It is a brilliant photo in that it absolutely portrays the misery of what was happening in the Sudan

MJ.
He did not help because of the situation he and his colleague were in

Jao Silva was with Carter in the sudan.
He says
" they (Carter and Silva) went to Sudan with the United Nations aboard Operation Lifeline Sudan and landed in Southern Sudan on March 11, 1993. The UN told them that they would take off again in 30 minutes (the time necessary to distribute food), so they ran around looking to take shots. The UN started to distribute corn and the women of the village came out of their wooden huts to meet the plane. Silva went looking for guerrilla fighters, while Carter strayed no more than a few dozen feet from the plane.

Again according to Silva, Carter was quite shocked as it was the first time that he had seen a famine situation and so he took many shots of the children suffering from famine. Silva also started to take photos of children on the ground as if crying, which were not published.
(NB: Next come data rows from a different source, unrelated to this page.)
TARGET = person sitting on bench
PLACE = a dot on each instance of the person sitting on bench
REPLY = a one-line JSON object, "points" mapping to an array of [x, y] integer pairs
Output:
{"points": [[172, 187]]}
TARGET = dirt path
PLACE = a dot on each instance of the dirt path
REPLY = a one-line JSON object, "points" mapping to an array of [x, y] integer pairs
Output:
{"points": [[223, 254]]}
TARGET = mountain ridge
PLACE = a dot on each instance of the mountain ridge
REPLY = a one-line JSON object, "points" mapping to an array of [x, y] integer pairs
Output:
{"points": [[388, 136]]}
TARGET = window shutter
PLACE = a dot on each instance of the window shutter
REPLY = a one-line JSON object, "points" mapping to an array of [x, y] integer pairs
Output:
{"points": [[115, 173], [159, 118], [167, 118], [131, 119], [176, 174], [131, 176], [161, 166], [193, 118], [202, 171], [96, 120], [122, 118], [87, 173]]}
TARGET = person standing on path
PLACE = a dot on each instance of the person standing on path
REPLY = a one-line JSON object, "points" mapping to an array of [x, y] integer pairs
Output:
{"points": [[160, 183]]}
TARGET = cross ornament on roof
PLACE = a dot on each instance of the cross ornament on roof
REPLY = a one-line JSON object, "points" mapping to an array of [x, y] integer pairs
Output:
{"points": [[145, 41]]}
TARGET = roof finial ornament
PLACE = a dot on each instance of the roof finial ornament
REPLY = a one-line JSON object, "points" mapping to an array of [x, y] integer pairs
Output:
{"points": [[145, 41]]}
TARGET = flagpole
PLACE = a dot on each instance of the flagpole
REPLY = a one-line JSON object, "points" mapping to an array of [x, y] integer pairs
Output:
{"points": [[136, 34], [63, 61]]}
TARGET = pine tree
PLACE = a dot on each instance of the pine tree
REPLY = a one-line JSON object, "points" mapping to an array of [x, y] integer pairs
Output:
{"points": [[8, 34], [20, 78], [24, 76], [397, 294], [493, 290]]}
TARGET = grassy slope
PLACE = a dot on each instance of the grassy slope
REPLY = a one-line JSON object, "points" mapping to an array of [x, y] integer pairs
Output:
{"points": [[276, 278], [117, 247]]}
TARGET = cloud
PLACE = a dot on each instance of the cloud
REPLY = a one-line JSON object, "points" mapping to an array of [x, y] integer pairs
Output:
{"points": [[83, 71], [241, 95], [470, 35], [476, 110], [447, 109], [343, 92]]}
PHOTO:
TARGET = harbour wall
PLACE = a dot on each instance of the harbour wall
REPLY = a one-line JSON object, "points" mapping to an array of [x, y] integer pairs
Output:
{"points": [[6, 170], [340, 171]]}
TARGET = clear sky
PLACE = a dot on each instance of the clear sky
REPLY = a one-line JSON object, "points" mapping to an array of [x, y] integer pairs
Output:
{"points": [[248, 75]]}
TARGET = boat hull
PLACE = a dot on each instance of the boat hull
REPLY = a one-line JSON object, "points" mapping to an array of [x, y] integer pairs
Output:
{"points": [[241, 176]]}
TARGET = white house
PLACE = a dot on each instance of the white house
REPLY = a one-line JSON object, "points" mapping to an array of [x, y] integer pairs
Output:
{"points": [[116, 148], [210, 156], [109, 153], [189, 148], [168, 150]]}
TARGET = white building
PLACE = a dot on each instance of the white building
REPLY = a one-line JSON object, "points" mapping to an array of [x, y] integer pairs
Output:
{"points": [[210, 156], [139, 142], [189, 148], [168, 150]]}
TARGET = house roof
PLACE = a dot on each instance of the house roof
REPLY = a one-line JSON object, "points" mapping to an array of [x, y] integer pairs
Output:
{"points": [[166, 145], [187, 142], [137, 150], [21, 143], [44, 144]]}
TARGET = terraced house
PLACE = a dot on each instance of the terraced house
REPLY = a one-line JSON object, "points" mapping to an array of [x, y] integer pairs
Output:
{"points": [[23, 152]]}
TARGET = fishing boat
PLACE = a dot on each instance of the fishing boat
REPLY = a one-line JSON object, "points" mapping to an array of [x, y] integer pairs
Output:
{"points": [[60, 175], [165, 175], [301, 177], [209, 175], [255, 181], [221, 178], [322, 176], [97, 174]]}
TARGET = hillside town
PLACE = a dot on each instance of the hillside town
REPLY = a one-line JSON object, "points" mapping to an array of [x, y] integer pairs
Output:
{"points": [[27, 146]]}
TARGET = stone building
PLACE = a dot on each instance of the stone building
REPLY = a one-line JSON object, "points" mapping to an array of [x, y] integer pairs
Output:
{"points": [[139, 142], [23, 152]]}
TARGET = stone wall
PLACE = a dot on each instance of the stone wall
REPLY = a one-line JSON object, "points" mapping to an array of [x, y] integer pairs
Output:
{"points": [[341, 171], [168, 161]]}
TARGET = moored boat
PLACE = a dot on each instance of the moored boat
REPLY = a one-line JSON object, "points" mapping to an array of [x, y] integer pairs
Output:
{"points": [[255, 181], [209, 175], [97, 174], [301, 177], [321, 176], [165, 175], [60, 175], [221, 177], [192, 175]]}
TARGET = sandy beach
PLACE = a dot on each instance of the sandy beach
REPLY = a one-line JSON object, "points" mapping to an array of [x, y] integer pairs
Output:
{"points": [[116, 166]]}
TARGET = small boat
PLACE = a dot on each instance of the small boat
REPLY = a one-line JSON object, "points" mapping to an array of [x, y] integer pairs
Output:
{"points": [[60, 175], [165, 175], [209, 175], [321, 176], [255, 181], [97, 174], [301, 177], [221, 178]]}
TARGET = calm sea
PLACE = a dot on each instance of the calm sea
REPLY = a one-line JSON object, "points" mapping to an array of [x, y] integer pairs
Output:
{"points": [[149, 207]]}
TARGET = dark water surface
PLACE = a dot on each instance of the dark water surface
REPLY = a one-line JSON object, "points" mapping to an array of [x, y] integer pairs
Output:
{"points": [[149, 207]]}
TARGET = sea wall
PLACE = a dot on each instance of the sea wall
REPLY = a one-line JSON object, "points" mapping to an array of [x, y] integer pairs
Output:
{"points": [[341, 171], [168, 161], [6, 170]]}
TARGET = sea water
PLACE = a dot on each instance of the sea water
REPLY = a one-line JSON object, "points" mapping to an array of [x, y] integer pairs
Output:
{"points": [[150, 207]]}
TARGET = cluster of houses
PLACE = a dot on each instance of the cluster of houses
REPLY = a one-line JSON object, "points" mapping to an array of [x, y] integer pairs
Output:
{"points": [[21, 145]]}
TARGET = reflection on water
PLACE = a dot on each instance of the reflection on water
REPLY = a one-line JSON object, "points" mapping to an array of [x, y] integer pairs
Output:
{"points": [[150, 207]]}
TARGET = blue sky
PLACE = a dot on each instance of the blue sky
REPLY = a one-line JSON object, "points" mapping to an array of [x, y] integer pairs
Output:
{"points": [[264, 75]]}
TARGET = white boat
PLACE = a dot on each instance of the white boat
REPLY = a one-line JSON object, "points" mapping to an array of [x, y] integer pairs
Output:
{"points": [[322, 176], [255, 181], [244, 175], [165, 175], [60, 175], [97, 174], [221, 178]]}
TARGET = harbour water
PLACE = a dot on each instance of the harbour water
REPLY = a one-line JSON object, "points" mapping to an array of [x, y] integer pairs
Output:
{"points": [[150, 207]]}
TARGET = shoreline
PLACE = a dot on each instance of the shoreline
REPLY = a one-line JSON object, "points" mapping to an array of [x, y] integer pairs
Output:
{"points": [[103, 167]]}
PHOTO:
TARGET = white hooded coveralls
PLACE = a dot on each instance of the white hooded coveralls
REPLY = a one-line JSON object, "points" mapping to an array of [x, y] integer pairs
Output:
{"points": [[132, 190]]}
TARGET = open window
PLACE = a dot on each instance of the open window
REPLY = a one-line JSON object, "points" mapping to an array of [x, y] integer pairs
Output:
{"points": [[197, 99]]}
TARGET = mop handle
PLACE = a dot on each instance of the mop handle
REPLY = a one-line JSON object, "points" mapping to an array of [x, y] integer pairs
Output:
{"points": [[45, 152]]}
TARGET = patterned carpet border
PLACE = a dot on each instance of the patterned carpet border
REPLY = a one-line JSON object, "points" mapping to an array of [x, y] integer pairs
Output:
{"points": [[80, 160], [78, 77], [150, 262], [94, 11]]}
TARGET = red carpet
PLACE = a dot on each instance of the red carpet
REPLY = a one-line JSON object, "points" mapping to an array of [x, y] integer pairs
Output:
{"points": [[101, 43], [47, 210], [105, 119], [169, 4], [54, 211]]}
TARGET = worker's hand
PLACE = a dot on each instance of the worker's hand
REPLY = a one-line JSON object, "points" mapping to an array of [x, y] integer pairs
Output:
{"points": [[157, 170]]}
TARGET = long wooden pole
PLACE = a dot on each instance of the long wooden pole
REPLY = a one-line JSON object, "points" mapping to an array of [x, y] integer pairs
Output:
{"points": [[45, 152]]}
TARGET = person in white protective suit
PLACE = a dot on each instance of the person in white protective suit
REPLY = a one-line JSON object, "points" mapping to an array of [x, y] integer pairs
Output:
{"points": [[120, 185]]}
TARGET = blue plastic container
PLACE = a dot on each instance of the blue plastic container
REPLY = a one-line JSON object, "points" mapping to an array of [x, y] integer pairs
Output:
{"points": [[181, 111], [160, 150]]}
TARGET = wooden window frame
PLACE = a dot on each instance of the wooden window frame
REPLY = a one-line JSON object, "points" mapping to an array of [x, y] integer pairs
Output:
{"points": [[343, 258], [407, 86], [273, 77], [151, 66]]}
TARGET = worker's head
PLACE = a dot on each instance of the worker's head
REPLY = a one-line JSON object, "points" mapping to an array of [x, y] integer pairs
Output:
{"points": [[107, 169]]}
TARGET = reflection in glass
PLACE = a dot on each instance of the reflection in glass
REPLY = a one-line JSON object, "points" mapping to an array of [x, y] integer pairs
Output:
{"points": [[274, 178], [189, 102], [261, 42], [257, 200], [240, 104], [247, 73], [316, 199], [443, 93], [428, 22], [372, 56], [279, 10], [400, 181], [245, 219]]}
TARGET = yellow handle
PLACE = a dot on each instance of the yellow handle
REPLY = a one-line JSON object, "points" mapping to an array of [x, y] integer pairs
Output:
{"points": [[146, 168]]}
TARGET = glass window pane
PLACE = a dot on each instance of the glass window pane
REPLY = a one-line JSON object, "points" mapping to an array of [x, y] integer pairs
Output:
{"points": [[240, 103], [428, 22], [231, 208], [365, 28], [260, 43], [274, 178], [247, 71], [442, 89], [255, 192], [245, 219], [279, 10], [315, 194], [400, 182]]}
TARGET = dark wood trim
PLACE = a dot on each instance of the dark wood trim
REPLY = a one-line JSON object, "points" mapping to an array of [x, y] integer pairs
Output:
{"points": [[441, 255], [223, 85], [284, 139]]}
The parents of the children were busy taking food from the plane so they had left their children only briefly while they collected the food. This was the situation for the girl in the photo taken by Carter. A vulture landed behind the girl. To get the two in focus, Carter approached the scene very slowly so as not to scare the vulture away and took a photo from approximately 10 metres. He took a few more photos and then the vulture flew off."

So it was not a case of taking her where she was trying to get to, it was simply the fact she was put there by her parents whilst they got food.